The financial crisis of 2008-09, and the fallout from it, has led families to reconsider their approach and behavior towards risk. In broad terms, there has been a shift from too much risktaking before the crisis to too little afterwards. Such subjective perceptions of risk can only be avoided through a stringent and structured risk management process focusing on long-term goals. Furthermore, there is a greater requirement today for additional due diligence procedures for large investments, as well as a desire for more transparency during the investment process.
Against this background, family offices need to complement their existing standard risk measures with additional techniques, such as using additional portfolio analysis tools combined with scenario analyses for different asset classes. The risk management function within the family office is increasingly moving away from a mere controlling role to a time-critical, strategic advisory role. This trend also has a significant impact on make-or-buy decisions in the family offices.

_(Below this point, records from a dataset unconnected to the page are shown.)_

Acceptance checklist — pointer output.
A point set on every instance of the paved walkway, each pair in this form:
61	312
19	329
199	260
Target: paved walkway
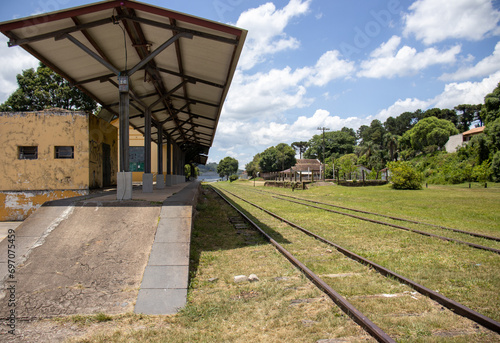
165	282
6	226
165	279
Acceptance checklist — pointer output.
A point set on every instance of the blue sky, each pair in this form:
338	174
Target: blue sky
313	63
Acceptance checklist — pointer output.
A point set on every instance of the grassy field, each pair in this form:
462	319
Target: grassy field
283	306
464	274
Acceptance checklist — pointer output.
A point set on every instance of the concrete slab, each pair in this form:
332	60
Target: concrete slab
165	281
176	211
165	277
160	301
168	232
6	226
174	254
169	180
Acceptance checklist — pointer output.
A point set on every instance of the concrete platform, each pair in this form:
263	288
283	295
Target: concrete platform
163	277
164	285
6	226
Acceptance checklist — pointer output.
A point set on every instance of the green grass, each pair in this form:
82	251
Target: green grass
464	274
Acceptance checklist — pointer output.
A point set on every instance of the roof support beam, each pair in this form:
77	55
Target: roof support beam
158	50
54	34
181	29
92	54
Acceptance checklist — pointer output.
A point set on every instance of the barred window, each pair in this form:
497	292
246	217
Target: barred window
28	152
65	152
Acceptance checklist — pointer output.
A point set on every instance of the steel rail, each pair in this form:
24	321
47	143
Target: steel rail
340	301
391	217
454	306
473	245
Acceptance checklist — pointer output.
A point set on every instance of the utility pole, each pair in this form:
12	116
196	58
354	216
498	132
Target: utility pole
324	129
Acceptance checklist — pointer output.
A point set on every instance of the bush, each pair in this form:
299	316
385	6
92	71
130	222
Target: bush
404	176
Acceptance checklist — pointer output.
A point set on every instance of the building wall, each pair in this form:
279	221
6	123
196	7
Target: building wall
28	183
453	143
136	139
45	129
102	133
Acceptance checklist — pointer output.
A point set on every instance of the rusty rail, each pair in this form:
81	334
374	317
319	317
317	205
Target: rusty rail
391	217
448	303
340	301
473	245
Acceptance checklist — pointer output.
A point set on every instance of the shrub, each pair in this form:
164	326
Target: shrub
404	176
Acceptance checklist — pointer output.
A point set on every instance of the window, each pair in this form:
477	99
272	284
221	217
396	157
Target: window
65	152
28	152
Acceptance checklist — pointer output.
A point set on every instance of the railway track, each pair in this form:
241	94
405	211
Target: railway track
341	302
475	234
420	232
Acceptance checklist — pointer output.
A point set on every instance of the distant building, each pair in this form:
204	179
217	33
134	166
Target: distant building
457	141
307	168
53	154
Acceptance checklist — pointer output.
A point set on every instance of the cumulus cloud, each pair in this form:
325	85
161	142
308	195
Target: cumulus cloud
265	94
387	61
12	62
266	36
457	93
401	106
485	67
433	21
329	66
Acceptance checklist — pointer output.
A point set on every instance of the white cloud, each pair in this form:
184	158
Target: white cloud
265	25
387	61
265	94
485	67
329	67
466	92
433	21
401	106
12	62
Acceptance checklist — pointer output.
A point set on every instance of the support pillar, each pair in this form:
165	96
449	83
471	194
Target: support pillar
124	177
160	181
147	177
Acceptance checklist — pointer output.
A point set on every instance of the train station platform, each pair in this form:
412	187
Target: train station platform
95	254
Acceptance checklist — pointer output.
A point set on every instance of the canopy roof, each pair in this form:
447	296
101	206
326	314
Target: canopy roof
184	82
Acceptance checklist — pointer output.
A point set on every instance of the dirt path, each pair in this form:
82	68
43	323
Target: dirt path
92	262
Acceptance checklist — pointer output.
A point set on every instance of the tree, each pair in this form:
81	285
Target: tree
445	113
301	147
42	89
404	176
337	143
404	122
491	109
429	134
277	158
252	168
469	114
346	165
227	167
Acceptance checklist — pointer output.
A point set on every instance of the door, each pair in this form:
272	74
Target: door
106	165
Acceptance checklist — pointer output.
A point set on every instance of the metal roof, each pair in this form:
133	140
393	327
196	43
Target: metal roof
184	84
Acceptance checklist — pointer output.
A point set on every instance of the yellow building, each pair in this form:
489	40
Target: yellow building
172	168
53	154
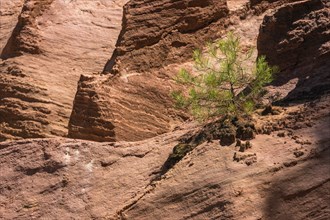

This new demand for risk transparency has led to the desire to invest more in direct investment opportunities and in real assets, rather than in complex financial capital market products. The ease of understanding investment products, proximity to the investments, and the possibility of having a real influence on the investment are more important now than ever. Long-term investments with lower volatility and a moderate expected return are more often combined with short- to mid-term investments with a significantly higher risk profile to achieve outperformance. As part of this process, the further professionalization of family office services is taking place in processes such as manager selection and due diligence of direct investments, and more stringent controlling of portfolio managers.
Risk management and investment reporting and controlling have thus gained in importance following the financial crisis. Market participants typically say that an optimal diversification or asset allocation strategy, combined with active and highly flexible portfolio-management, are the cornerstones of a solid risk management process.